Nathan Adrian of the United States took out the Missile by a fingertip.
Adrian, a 23-year-old largely overshadowed by American stars such as Michael Phelps and Ryan Lochte, made a name for himself by winning the 100-meter Olympic freestyle Wednesday. He lunged to the wall to edge James "The Missile" Magnussen by one-hundredth of a second -- the slighest margin possible -- and again deny Australia its first individual swimming gold of the London Games.
Adrian pounded the water, then put his hands over his eyes while dangling over the lane rope, as if he couldn't believe the "1" beside his name. Magnussen hung at the end of the pool, staring straight ahead at the wall in disbelief, the wall he got to just a fraction of a second too late.
"I had no idea, to be honest," said Adrian, whose winning time was 47.52 seconds. "I'm a guy that has a lot of speed and I can go out fast and I die a little more than he does.

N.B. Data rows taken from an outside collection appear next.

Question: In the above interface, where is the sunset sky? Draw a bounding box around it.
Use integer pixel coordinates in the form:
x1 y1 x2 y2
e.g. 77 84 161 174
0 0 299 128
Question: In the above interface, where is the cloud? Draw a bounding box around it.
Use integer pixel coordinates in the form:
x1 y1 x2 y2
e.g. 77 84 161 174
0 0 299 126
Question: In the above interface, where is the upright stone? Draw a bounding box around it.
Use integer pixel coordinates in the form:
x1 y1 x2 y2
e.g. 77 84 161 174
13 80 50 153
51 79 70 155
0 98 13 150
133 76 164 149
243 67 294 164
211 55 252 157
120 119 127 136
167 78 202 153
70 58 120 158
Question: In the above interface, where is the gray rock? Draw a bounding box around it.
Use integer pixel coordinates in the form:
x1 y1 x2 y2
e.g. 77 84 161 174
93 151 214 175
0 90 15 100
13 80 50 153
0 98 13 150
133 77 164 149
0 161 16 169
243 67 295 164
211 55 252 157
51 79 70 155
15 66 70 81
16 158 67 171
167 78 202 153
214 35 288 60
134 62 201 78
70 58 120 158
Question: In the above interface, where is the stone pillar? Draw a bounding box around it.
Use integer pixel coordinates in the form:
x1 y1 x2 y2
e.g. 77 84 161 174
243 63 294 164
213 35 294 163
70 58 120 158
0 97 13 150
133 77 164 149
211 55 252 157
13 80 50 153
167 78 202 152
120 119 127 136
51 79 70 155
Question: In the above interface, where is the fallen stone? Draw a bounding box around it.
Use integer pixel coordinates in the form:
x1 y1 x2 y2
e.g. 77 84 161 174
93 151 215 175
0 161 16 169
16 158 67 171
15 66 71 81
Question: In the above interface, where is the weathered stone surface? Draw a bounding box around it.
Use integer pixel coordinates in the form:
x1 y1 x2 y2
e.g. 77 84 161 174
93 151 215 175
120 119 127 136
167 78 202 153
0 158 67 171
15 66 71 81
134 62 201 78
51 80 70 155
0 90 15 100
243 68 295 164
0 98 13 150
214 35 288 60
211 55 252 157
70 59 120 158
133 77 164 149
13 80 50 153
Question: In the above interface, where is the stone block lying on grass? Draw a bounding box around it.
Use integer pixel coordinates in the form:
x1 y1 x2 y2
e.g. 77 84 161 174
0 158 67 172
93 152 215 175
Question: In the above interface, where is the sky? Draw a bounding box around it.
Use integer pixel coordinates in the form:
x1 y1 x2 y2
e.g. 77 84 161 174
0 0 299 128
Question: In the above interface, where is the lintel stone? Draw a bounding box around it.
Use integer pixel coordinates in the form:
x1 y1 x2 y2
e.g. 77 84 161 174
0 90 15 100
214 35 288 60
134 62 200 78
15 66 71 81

It's a little nerve-racking the second 50. I just had to really focus on it and stay strong."
Adrian gave a glimpse of his potential in the 4x100 free relay, going faster than Magnussen on the opening leg, a stunner given the Missile had looked unbeatable at last year's worlds and set the fastest time ever in a textile suit (47.10) at the Australian trials in March.
Unfortunately for the Aussies, Magnussen hasn't been at his best when it really mattered, and these Olympics are turning into a bit of a bummer for the swimmers from Down Under.
"I just felt pretty much bullet-proof coming into this Olympics," Magnussen said. "It is very humbling."
Adrian came through with the race of his life, giving the US its first title in swimming's signature event since Matt Biondi at the 1988 Seoul Olympics. Canada's Brent Hayden took bronze in 47.80, his country's first medal ever in the furious down-and-back sprint.
"We were in the ready room and we watched it and just went nuts," Lochte said. "We were screaming and everything. That was one of the greatest finishes. We're so happy for him."